Shonda Sims, a Medicare adviser from Stockbridge, Georgia, has been watching Blankenship since his first telecast in 2007. “Every single morning, I start my day off on WSB with Fred,” she said. After somebody shared one of his videos on Facebook a few years ago, she started following him on Twitter. “I would go every day and he would do the dances and would just start with an affirmation. Something really encouraging and positive and upbeat,” Sims said. “And he always ends with, ‘Let’s go get it!’ You know? It was just awesome for me, especially being in sales, when you have to have a certain amount of energy to perform well at your job. So he was just like a really big cup of coffee for me. I just love it! And he’s consistent! He’s always like that, just superhappy, full of joy and infectious.”
“There’s nothing wrong with putting joy in your life, in your day,” Blankenship said. “I believe that.” He says his late father’s life gave him the parable he draws from for his own. “You know, my father passed away at 57, and life was hard for him before he passed away. Complications from diabetes, and so and so, and what I realized is that if you are not appreciating your world, and your life as much as you can, then you are really missing out.”
That spirit makes it easy to get caught up when you’re talking with Blankenship. He details how a hard day might require some Soul II Soul, “Keep on Movin’.” But, “If I am pumped and ready to go, you’re probably gonna get some McFadden & Whitehead,” he said.
Prompting me to say, “Ain’t no stopping us now! What??”
Then Blankenship yells, “We’re on the move … I know we’ve got a long, long way to go. And where we’ll end up …”
“I … don’t … know!” I yell back. It’s call-and-response. He’s echoing the music, you’re echoing him and it’s all good, baby!

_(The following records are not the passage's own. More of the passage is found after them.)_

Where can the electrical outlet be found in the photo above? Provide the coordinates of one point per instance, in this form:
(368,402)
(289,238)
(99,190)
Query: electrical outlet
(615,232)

“Everybody can get with that. You can get with that, I can get with that.”
Brunson started watching Blankenship when the coronavirus pandemic had her homeschooling her two daughters, and she was struck by all that kineticism while seated. “His energy in that chair is just awesome. I love watching him dance in the chair. I love seeing what socks he’s got on, and seeing him kind of turn and walk, and roll into the newsroom,” she said. “It doesn’t seem scripted or rehearsed. It just seems like that’s how he’s getting his day started and he’s sharing it.”
Sharing it with people who were at home with kids, or people who had to go out and hit it, or people who just needed a good word.
The Songstress, Miss Anita Baker, has retweeted him when he’s played one of her songs. So has Missy Elliott. And when people come up to him, they tell him he’s part of their lives, and their routine in getting kids to school, and all their morning rituals. They say he looks just like a dude they went to school with.
He hears it all the time. “I can’t tell you how appreciative I am,” Blankenship said. “I’ve wanted to do this job since I was 12 years old. So I’m living my dream every single day.”